The top U.S. diplomat leading negotiations with Cuba to normalize relations pledged Tuesday not to accept conditions barring meetings with the island’s dissident community.

“We could not accept not meeting with democracy activists and with the broadest swath of Cubans possible — because that is the goal of this policy,” Roberta Jacobson, assistant secretary of State, told a Senate committee hearing.

Jacobson made the statement after repeated questions from Sen. Marco Rubio, R-Fla., a vocal opponent of President Obama’s attempt to normalize relations with Cuba and lift several travel and trade embargoes that have been in place for decades.
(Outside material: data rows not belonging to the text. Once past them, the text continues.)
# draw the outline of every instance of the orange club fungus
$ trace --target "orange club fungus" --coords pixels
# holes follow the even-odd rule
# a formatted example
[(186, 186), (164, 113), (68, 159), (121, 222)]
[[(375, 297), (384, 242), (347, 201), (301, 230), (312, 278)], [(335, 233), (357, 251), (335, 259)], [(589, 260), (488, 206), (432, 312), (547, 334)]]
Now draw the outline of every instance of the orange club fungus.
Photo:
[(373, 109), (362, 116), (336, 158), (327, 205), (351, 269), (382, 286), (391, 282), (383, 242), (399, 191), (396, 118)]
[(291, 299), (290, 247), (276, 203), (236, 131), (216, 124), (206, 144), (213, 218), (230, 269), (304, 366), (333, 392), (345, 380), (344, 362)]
On Monday, Cuba demanded the United States stop sending aid for Cuban dissidents before the two countries can re-open embassies in each others’ capitals and renew full diplomatic relations.

Officials for both sides met in Havana in January, with a second round of talks expected to be held in Washington later this month.

Jacobson and other U.S. officials have repeatedly said that re-establishing diplomatic ties with Cuba by opening a fully operational embassy in Havana and expanding its staff would be the easy and first step in a long process of normalizing relations with the Cuban government.

Already, however, the process of re-engaging diplomatically is experiencing speed bumps.

Cuba’s lead negotiator Monday said in an interview broadcast on state television that it would not grant free movement for U.S. diplomats if those same diplomats continue to support Cuban dissidents and those opposed to the Castro regime.

“The way those [U.S.] diplomats act should change in terms of stimulating, organizing, training, supplying and financing elements within our country that act against the interests of … the government of the Cuban people,” Josefina Vidal said, according to a report in Reuters.

“The total freedom of movement, which the U.S. side is posing, is tied to a change in the behavior of its diplomatic mission and its officials,” said Vidal, Cuba’s top official for U.S. affairs.

Under initial questioning Tuesday, Jacobson said she was unsure whether Vidal’s demands were real or intended to play to the cameras.

“Things are said in public that is not a condition in private,” she said during Tuesday’s Senate Foreign Affairs subcommittee hearing.

She pledged to keep pushing the Castro regime for human rights changes and for other freedoms, adding that she “can’t imagine that we would go to the next stage of our diplomatic relationships with an agreement not to see democracy activists.”

In her interview on state-run TV, however, Vidal did not mince words.

“Matters of internal affairs in Cuba are not negotiable,” Vidal said. “Nor are we going to negotiate matters of an internal nature regarding Cuban sovereignty in exchange for lifting the embargo. Beyond that, everything else is a process of negotiation.”